Instability of hairy black holes in spontaneously-broken Einstein-Yang-Mills-Higgs systems

TL;DR

This paper investigates the stability of hairy black holes in Einstein-Yang-Mills-Higgs systems, demonstrating their inherent instability through a novel Schrödinger-type perturbation analysis that does not require explicit solutions.

Contribution

It introduces a generalized method to analyze linear stability of black holes in complex field systems without needing explicit solutions.

Findings

Bound states in perturbation equations indicate instability.

Method applies to a broad class of hairy black holes.

No detailed black hole solutions are necessary for stability analysis.

Abstract

The stability of a new class of hairy black hole solutions in the coupled system of Einstein-Yang-Mills-Higgs is examined, generalising a method suggested by Brodbeck and Straumann and collaborators, and Volkov and Gal'tsov.

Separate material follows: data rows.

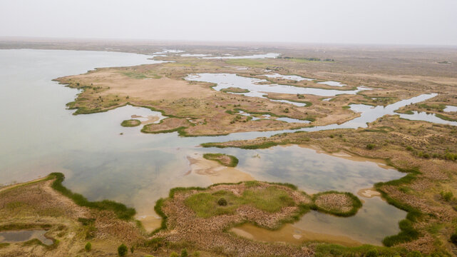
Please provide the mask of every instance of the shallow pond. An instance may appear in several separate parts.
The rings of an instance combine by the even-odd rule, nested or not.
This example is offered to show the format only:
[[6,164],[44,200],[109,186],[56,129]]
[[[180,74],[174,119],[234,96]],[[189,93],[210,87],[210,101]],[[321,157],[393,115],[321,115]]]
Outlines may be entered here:
[[[144,134],[140,132],[140,126],[120,125],[132,116],[158,115],[147,109],[127,106],[105,113],[73,116],[73,111],[66,110],[65,104],[73,101],[78,91],[51,81],[96,67],[160,62],[148,60],[148,57],[114,52],[0,50],[0,89],[3,92],[0,94],[0,183],[28,181],[50,172],[63,172],[66,177],[65,186],[74,191],[90,200],[121,201],[135,207],[140,217],[154,216],[155,201],[166,196],[171,188],[211,184],[211,179],[206,176],[189,173],[187,157],[195,153],[234,155],[240,158],[237,168],[255,178],[292,183],[309,193],[331,189],[356,193],[359,189],[371,187],[374,183],[404,175],[379,162],[329,156],[297,146],[262,150],[197,146],[205,142],[248,139],[295,131],[181,138],[177,133]],[[224,81],[221,79],[221,81]],[[423,95],[386,107],[353,105],[352,110],[363,112],[360,118],[341,125],[302,130],[366,126],[365,122],[433,96]],[[345,236],[359,240],[357,235],[364,235],[366,238],[364,241],[379,242],[383,236],[398,231],[397,223],[406,213],[384,201],[370,199],[366,203],[369,201],[373,204],[364,206],[351,219],[326,216],[323,220],[319,214],[311,213],[293,226],[299,228],[300,222],[317,222],[317,230],[322,223],[321,232],[333,233],[332,229],[336,231],[337,228],[324,229],[325,226],[329,226],[326,224],[334,224],[331,228],[342,226],[344,228],[339,229],[344,231],[349,228],[344,226],[354,220],[352,223],[357,226],[347,228]],[[371,214],[365,215],[363,210]],[[383,216],[384,226],[374,226],[367,234],[363,231],[380,218],[375,213]],[[318,221],[313,221],[313,218]]]
[[318,82],[317,84],[323,84],[323,85],[329,85],[329,86],[346,86],[346,84],[344,84],[341,82],[338,81],[324,81],[324,82]]
[[52,240],[46,238],[45,230],[22,230],[0,232],[1,243],[25,242],[36,238],[48,246],[53,243]]
[[446,106],[446,108],[443,111],[446,112],[457,111],[457,106]]
[[426,112],[413,111],[413,114],[399,114],[400,118],[411,121],[425,121],[439,124],[457,126],[457,121],[446,121],[437,117],[435,114],[427,114]]
[[308,78],[304,78],[300,76],[297,76],[297,75],[281,75],[279,74],[265,74],[264,75],[266,77],[268,78],[273,78],[273,79],[289,79],[289,80],[293,80],[296,81],[312,81],[312,79],[308,79]]
[[[230,74],[198,74],[188,76],[185,79],[195,81],[205,81],[216,84],[212,88],[217,91],[229,87],[238,87],[250,91],[248,93],[237,93],[247,96],[266,98],[268,93],[279,93],[289,94],[312,94],[323,96],[334,96],[339,94],[356,94],[364,90],[370,90],[365,87],[358,87],[356,90],[334,90],[315,88],[304,88],[280,84],[263,84],[267,82],[265,79],[249,78]],[[297,106],[304,106],[303,103],[297,103],[287,100],[274,100]]]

The method maps the algebraic system of linearised radial perturbations of the various field modes around the black hole solution into a coupled system of radial equations of Schr\"odinger type. No detailed knowledge of the black hole solution is required, except from the fact that the boundary conditions at the physical space-time boundaries (horizons) must be such so as to guarantee the {\it finiteness} of the various expressions involved. In this way, it is demonstrated that the above Schr\"odinger equations have bound states, which implies the instability of the associated black hole solution.